Elegantly weathered shutters overlook a shaded Neapolitan courtyard. Vines snake up the old stone walls and light streams through the overhanging branches of an orange tree. Crickets chirrup and birds twitter. Fabric flowers sit under a halogen sun. It’s all exquisitely pretty in a strangely sterile way. But Eduardo De Filippo’s play is not big on pretty. It’s a comedy drawn from desperation, haunted by the spectre of poverty, and this tame, tasteful Tourist Board vision of southern Italy conveys nothing of that.
While it’s true that this courtyard, the home of the wealthy Don Domenico, is supposed to be a place of escape for the play’s protagonist, the one-time prostitute Filumena, a safe-haven from the ugly world outside, the production’s prevailing sense of disconnection is not just one of aesthetics. There’s something tonally amiss about the whole thing.
At the start of the play, Filumena has just tricked Don Domenico, her philandering lover of some 27 years, into a deathbed marriage. Though the minute the priest has made things official between them, she is suddenly, miraculously ‘cured.’ In the noisy fallout from her deception, it comes to light that she has three illegitimate adult sons – a writer, a tailor, and a mechanic – whom she has surreptitiously looked out for over the years. She now hopes that Domenico will assume the role of father and provider for all three.

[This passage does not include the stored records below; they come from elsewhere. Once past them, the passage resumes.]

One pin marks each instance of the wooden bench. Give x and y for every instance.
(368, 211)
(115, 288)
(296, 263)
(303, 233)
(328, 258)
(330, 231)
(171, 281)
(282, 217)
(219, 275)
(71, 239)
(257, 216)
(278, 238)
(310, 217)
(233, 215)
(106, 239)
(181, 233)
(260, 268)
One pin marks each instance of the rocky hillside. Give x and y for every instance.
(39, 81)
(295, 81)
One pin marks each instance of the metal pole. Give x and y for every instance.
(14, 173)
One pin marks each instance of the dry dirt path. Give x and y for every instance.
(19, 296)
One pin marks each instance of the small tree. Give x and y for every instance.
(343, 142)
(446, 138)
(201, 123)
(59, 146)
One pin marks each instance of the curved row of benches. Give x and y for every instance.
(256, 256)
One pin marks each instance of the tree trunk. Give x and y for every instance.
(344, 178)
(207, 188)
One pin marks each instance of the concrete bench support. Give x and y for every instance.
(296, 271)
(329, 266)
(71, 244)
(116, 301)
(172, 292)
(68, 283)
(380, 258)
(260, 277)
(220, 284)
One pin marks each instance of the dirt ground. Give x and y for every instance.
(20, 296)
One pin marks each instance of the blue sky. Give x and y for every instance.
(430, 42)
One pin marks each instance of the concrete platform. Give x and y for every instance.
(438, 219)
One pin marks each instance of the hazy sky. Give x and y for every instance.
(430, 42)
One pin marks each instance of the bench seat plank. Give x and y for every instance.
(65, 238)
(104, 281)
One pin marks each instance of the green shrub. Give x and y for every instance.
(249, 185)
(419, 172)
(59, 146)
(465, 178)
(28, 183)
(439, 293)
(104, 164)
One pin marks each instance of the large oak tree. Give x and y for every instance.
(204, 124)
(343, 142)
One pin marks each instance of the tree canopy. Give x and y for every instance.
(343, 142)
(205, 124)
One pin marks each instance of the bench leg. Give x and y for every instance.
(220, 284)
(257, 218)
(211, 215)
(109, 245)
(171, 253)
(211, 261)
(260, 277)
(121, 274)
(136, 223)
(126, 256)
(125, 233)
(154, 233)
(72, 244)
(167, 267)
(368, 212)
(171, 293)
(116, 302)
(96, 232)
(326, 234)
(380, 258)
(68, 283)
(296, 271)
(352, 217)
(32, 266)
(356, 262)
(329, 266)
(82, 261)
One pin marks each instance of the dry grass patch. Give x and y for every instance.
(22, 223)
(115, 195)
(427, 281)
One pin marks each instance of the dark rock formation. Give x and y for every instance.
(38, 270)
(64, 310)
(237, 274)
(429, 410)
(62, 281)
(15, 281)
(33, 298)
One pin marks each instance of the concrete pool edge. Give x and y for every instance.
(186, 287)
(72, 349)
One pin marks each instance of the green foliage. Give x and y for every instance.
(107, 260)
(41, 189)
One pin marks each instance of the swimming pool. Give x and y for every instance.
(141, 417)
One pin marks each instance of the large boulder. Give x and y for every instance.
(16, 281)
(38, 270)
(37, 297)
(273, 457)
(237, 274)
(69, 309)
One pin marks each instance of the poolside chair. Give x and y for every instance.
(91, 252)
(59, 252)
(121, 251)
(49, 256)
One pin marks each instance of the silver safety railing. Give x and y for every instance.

Filumena was driven into prostitution out of desperation. Her teenage years were spent on the brink of starvation; poverty closes doors, it shrinks people’s worlds, and this was the only way out that seemed open to her. It was an act of survival. De Filippo’s play does not skirt around the issue, nor does it gloss over the tough choices she faced in bringing each of her children into the world; she has, in her own way, managed to provide for them financially, though she was never able to be a mother to them. Now she seeks security, comfort, the love that was denied to her. But while pain radiates from the writing it is rarely evident on stage.
Samantha Spiro is an actor of warmth and charisma but in the play’s opening scenes she comes across as shrill and hard-edged, a schemer. Only later, when her motivations are clearer, does she start appearing more human, more sympathetic. Clive Wood’s Domenico is all froth and bluster, a carapace of masculine menace; when he first discovers Filumena has tricked him, he half-heartedly shakes a spoon at her while spouting unconvincing threats.
There is further disconnection evident in the translation by Tanya Ronder. While it’s probably necessary to have the cast avoid Italian caricature, Ronder takes things in the other direction, revelling in the colloquial. Her translation has Filumena’s sons calling one another “twat” and “big man”, and people screeching “silly old cow.” It all sits rather awkwardly on the studiously attractive flower-bedecked set; the gap between what we see and what we hear is an increasingly difficult one to bridge.
Michael Attenborough’s production wakes up and warms up considerably in the far shorter second half. There is some genial if underpowered comic interplay between the three sons and everyone suddenly and almost unaccountably seems inclined to be far kinder to one another. But it all comes too late in the day; and the production never convincingly evokes the social polarization of post-war Naples, the creep of poverty and the lengths people will go to in order to survive. The play’s heat, its vital fire, has been damped down, its emotional potency neutered.